In debate on report stage, as I mentioned, we proposed an amendment to Bill C-57 that would have had the government report to Parliament regularly on progress made in WTO negotiations toward a social clause. In a related amendment seconded and supported by the Bloc Quebecois we also proposed prohibiting the importation of goods made by children in contravention of International Labour Organization conventions.
The idea of a social clause is one that enjoys wide support around the world as a necessary counter weight to the liberalization of investment. A social clause for the WTO is supported by the International Labour Organization's secretariat which earlier this month recommended to the governing body of the ILO that there should be a social clause to the WTO.
The majority report of the joint committee that recently reviewed Canadian foreign policy also included a recommendation that there should be a co-ordination of international labour and social standards. We were disappointed therefore but not surprised that the Liberals who wrote that report did not support our amendment that would have been a step toward the goal that they share.
In debate on our amendment on child labour, the Parliamentary Secretary to the Minister for International Trade said that he agreed with the spirit of our motion and that the government was working with the OECD and the ILO on the question. He did not say, however, that at a recent UN meeting on the upcoming UN conference on social development Canada came down firmly against any attempt to link trade with labour or environmental standards. Shame on the government.
This confirms the dramatic drift of the Liberal Party to the right on trade issues.
The Liberals opposed NAFTA during the election on the grounds that there was no definition of subsidies and that the labour and environmental side agreements were not strong enough. They then proceeded to ratify NAFTA without a definition of subsidy and with the existing weak side agreements.

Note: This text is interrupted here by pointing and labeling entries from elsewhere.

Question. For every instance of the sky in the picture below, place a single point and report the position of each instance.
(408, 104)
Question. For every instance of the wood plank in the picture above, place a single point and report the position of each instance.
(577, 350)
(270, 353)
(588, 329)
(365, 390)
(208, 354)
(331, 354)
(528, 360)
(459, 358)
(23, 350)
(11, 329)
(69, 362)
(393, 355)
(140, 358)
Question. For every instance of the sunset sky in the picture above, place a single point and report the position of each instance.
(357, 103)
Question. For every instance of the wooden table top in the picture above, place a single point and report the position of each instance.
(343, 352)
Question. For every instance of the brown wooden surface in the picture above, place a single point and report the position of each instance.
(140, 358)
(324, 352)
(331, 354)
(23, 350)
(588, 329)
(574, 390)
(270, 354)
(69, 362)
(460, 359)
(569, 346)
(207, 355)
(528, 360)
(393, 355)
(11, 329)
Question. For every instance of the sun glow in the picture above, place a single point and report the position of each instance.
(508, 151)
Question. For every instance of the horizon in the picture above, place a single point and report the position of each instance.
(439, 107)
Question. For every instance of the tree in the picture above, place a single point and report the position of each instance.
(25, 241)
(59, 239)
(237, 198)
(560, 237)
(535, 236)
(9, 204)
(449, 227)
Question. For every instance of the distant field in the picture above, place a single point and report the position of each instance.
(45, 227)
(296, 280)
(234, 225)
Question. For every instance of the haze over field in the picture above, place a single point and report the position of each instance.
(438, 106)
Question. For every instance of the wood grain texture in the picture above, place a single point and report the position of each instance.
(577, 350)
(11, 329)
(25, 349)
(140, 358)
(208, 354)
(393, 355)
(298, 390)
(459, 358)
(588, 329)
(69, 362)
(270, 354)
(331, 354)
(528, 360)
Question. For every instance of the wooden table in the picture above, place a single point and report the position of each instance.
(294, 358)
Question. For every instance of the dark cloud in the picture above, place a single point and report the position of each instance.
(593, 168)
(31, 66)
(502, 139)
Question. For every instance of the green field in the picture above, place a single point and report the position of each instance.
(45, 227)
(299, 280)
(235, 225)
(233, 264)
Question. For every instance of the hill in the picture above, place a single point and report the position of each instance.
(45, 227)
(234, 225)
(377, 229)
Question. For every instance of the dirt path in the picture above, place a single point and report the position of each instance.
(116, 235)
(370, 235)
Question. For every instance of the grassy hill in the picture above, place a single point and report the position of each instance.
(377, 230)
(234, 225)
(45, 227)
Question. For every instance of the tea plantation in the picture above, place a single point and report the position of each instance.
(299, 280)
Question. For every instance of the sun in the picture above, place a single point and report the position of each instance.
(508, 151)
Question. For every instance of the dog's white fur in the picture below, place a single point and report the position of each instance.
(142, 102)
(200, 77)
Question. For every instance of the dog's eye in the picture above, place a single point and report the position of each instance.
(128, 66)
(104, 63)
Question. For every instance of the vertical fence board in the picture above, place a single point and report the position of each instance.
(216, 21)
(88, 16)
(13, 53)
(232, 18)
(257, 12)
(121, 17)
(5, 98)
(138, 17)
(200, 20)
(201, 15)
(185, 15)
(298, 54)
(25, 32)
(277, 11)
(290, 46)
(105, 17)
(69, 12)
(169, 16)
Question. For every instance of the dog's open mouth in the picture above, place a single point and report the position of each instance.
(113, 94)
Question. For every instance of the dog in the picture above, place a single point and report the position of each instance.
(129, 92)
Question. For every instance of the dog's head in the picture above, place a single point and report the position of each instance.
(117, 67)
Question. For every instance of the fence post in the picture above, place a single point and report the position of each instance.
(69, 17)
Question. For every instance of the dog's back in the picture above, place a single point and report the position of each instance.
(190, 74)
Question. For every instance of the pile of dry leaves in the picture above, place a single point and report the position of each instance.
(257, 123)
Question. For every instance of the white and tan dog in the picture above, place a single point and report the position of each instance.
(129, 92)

The Minister for International Trade then talked about the deepening and broadening of NAFTA, even comparing NAFTA to the early days of the European community. Now the Liberals say they are opposed to any linking of labour standards and environmental standards to trade in the WTO. The metamorphosis is complete.
On his recent visit to China and Indonesia, the Prime Minister claimed that the best way to improve the human rights situation in certain developing countries was to engage with them in trade. However, the WTO as it stands without a social clause will allow existing human rights abuses to flourish. There is nothing in the WTO that prevents countries from allowing child
labour, from using prison labour and conscript labour or from denying workers' rights to form independent trade unions.
China could join the WTO, as it is likely to do, and expect to enjoy the protection of the WTO free trade rules while it continues to allow 10-year old children to work in unsafe factories for virtually nothing. Indonesia could continue to operate an economy where over two million children work in contravention of ILO standards. For the government to deny any link between trade and labour standards makes a mockery of its claim to support human rights through trade.
Furthermore, and in conclusion, the advocates of the liberalization of world markets assumes that as developing countries become more prosperous internal social pressures will be generated from a maturing and self-confident workforce to insist on higher wages and better working conditions as happened in the past. This assumption fails to recognize that the vast pool of unemployed workers in rural sectors in the economies of east and south Asia, for example, not to mention in the former Soviet Union, creates a huge drag on the ability of wages to rise at a reasonable rate.